I was AMAZED at the spinach! I’ve never actually cooked with fresh spinach. I’ve eaten it a million times but cooking with it is unique. You load the pan and then in just a few minutes – poof – it’s deflated! I was a bit conservative because I didn’t know if Larry would like it – but next time I would add what the recipe asked for.
Then – throw the pasta in! Smelling good…Once you add the cheese – it creates a sauce with the chicken broth. The cheese gets a bit stringy as mozzarella tends to – but I was really surprised by the sauce that created.
Button mushrooms would also be fine here.

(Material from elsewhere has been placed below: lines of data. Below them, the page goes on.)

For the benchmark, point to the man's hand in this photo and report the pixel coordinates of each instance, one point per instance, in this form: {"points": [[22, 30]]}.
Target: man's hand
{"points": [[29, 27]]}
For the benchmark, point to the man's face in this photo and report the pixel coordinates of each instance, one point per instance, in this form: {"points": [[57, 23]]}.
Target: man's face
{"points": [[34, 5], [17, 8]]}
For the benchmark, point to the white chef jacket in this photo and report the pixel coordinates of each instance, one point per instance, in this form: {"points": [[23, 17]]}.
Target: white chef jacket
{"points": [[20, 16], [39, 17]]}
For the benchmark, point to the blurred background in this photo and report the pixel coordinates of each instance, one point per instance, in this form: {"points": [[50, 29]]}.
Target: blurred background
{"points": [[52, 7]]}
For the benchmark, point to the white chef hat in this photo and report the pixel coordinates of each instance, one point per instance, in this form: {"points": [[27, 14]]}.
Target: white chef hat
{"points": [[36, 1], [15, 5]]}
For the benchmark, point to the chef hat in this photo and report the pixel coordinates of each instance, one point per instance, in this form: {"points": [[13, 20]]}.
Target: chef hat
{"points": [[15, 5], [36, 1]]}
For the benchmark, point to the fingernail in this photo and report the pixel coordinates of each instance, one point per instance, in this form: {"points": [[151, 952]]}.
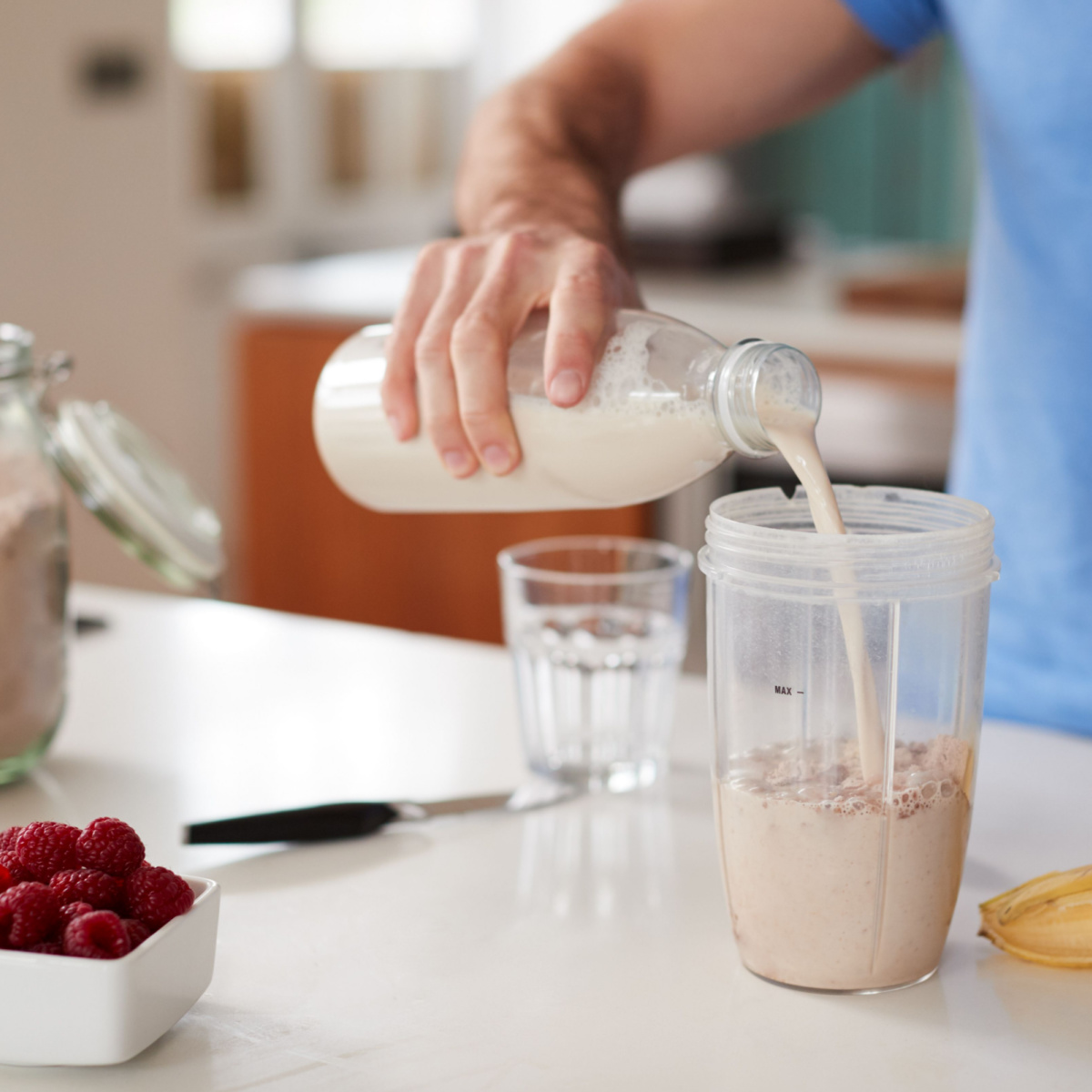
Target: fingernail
{"points": [[456, 461], [567, 388], [497, 458]]}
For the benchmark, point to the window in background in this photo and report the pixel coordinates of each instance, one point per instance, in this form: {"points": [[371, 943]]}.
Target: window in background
{"points": [[230, 35], [391, 70], [354, 35], [519, 34], [228, 42]]}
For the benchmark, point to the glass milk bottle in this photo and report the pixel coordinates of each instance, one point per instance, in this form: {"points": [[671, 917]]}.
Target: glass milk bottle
{"points": [[666, 404]]}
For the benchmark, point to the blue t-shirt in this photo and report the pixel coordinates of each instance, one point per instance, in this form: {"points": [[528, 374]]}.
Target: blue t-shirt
{"points": [[1024, 442]]}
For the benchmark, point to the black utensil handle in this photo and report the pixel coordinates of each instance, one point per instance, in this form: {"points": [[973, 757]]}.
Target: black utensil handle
{"points": [[320, 824]]}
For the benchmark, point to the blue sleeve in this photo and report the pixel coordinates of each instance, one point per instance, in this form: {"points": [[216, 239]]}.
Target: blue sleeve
{"points": [[898, 25]]}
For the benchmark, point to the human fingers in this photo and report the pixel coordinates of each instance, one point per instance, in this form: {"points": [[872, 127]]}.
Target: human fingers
{"points": [[516, 279], [437, 390], [399, 390], [589, 285]]}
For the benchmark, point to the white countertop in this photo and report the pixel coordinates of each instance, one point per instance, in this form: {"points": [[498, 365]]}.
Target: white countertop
{"points": [[585, 945]]}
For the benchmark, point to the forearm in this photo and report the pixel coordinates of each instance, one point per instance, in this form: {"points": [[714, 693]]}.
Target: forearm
{"points": [[653, 80], [555, 148]]}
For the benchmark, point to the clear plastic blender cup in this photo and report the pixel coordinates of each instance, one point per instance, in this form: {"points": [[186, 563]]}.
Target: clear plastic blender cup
{"points": [[841, 877]]}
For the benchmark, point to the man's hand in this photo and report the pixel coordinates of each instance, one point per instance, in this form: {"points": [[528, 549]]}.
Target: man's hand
{"points": [[469, 298], [538, 195]]}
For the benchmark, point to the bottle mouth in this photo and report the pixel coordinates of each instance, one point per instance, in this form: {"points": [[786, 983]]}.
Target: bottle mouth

This recipe can be prepared in 45 minutes or less.
Yield: Serves 4
3 tablespoons olive oil 3/4 pound fully cooked pork, chicken or turkey sausages, thickly sliced into rounds 3/4 pound fresh wild mushrooms (such as crimini or stemmed shiitake), thickly sliced 3/4 cup chopped shallots 5 garlic cloves, minced 1/2 teaspoon dried crushed red pepper 1 10-ounce package ready-to-use spinach leaves 1 1/4 cups canned low-salt chicken broth 3/4 pound rotini or penne pasta, freshly cooked 2 cups (about 8 ounces) grated provolone or mozzarella cheese Directions
Heat oil in heavy large pot over medium-high heat. Add sausages, mushrooms, shallots, garlic and crushed red pepper. Sauté until mushrooms begin to brown, about 10 minutes. Add spinach and broth; toss until spinach wilts, about 2 minutes. Add pasta and cheese; toss until cheese melts and sauce coats pasta, about 3 minutes.